מאימתיי קורין את שמע בערבין: משעה שהכוהנים נכנסין לאכול בתרומתן, עד סוף האשמורת הראשונה, דברי רבי אליעזר. וחכמים אומרין, עד חצות. רבן גמליאל אומר, עד שיעלה עמוד השחר.
מעשה שבאו בניו מבית המשתה, ואמרו לו, לא קרינו את שמע. אמר להם, אם לא עלה עמוד השחר, מותרין אתם לקרות

traduction très littérale

de quand lit-on Shema dans prière du soir : de heure que les prêtres entrent manger dans téroumah à eux jusqu'à fin de la veille la première. Paroles de Rabbi Eliezer. Et les Sages disent : jusqu'au milieu de la nuit. Et Rabban Gamaliel dit jusqu'à ce que se lèvera la page la aube. Il fit que vinrent ses fils de maison le banquet, et dirent à lui : ne disions pas Shema. Il dit à eux : si ne se lève pas page la aube, vous pouvez réciter

traduction fluide

à partir de quand peut-on réciter le Shema lors de la prière du soir ? à partir du moment où les prêtres rentrent pour manger leur Teroumah jusqu'à la fin de la première veille. Paroles de Rabbi Eliezer. Les sages disent : jusqu'au milieu de la nuit. Et Rabban Gamaliel dit : jusqu'à ce que l'aube soit levée. Ses fils revinrent d'un banquet. Ils lui dirent : nous n'avons pas récité le Shema. Il leur dit : si l'aube n'est pas levée, vous pouvez réciter.


Commentaire/Analyse

La Torah écrite commande de réciter le Shema Israël deux fois par jour dans ce verset Dt (6 :7) « tu les inculqueras à tes enfants, et tu en parleras quand tu seras dans ta maison, quand tu iras en voyage, quand tu te coucheras et quand tu te lèveras ». La première mishna du traité se pose la question pour le soir : à partir de quand, le soir, peut-on réciter le Shema ? Voici donc une mishna à la dynamique halakhique très classique : Dieu me commande de dire la prière « Shema Israël » soir et matin. Le soir, pour bien observer le commandement, et accomplir la volonté de mon créateur, quand dois-je réciter cette prière ? Voici la question que se posent les rabbins de la mishna. On notera que la mishna s’intéresse d’abord au commandement de réciter la nuit. Pourquoi ? Parce que dans la création du monde la nuit précède le jour, le soir précède le matin. Ainsi, un jour au sens biblique (un yom) c’est la succession du soir (erev) et du matin (boquer).

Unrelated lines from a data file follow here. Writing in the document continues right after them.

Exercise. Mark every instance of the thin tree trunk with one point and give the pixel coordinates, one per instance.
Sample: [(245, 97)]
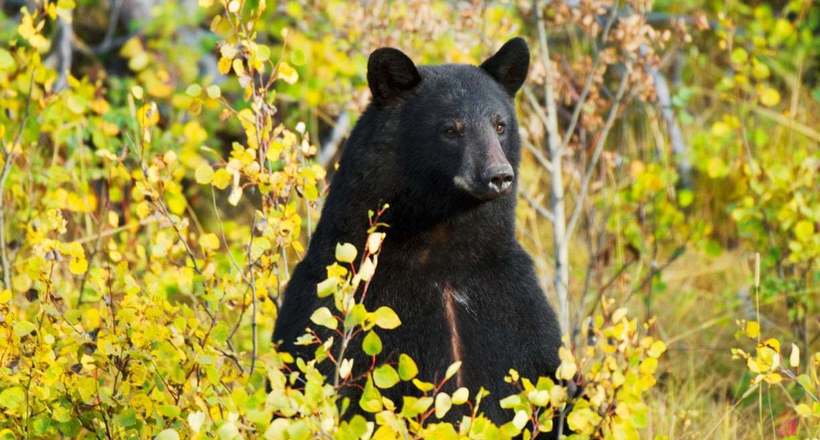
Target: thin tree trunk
[(554, 144)]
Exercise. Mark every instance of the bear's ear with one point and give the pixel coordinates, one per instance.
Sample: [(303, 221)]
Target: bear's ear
[(390, 73), (509, 65)]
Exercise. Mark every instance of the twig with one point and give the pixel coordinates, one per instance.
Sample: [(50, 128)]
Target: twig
[(8, 161), (538, 155), (596, 155), (63, 52), (588, 84), (113, 19), (679, 147), (561, 279)]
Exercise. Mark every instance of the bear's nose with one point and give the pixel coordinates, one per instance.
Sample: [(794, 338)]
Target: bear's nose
[(499, 177)]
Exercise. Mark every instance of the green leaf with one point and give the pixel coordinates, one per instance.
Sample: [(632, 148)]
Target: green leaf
[(413, 406), (168, 434), (6, 60), (372, 344), (385, 376), (407, 367), (371, 400), (323, 317), (460, 396), (804, 230), (452, 370), (386, 318)]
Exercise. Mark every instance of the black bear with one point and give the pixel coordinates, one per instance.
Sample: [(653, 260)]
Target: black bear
[(440, 144)]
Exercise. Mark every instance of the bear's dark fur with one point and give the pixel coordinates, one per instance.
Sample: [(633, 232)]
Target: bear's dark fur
[(440, 144)]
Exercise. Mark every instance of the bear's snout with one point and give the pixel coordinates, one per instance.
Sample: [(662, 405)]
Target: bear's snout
[(497, 179)]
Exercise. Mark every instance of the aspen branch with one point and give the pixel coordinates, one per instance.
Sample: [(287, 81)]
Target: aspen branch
[(679, 148), (536, 205), (554, 143), (596, 155), (331, 146)]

Le Shema Israël en soi est caractérisé par trois sections qu’on retrouve si l’on étudie la liturgie synagogale. La première est Dt (6 :4-9).
«Ecoute Israël ! l’Eternel notre Dieu, est le seul Dieu
Tu aimeras l’Eternel, ton Dieu, de tout ton cœur, de toute ton âme et de toute ta force.
Et ces commandements que je te donne aujourd’hui seront dans ton cœur.
Tu les inculqueras à tes enfants, et tu en parleras quand tu seras dans ta maison, quand tu iras en voyage, quand tu te coucheras et quand tu te lèveras.
Tu les lieras comme un signe sur tes mains, et ils seront comme des fronteaux entre tes yeux.
Tu les écriras sur les moteaux de ta maison et sur tes portes. »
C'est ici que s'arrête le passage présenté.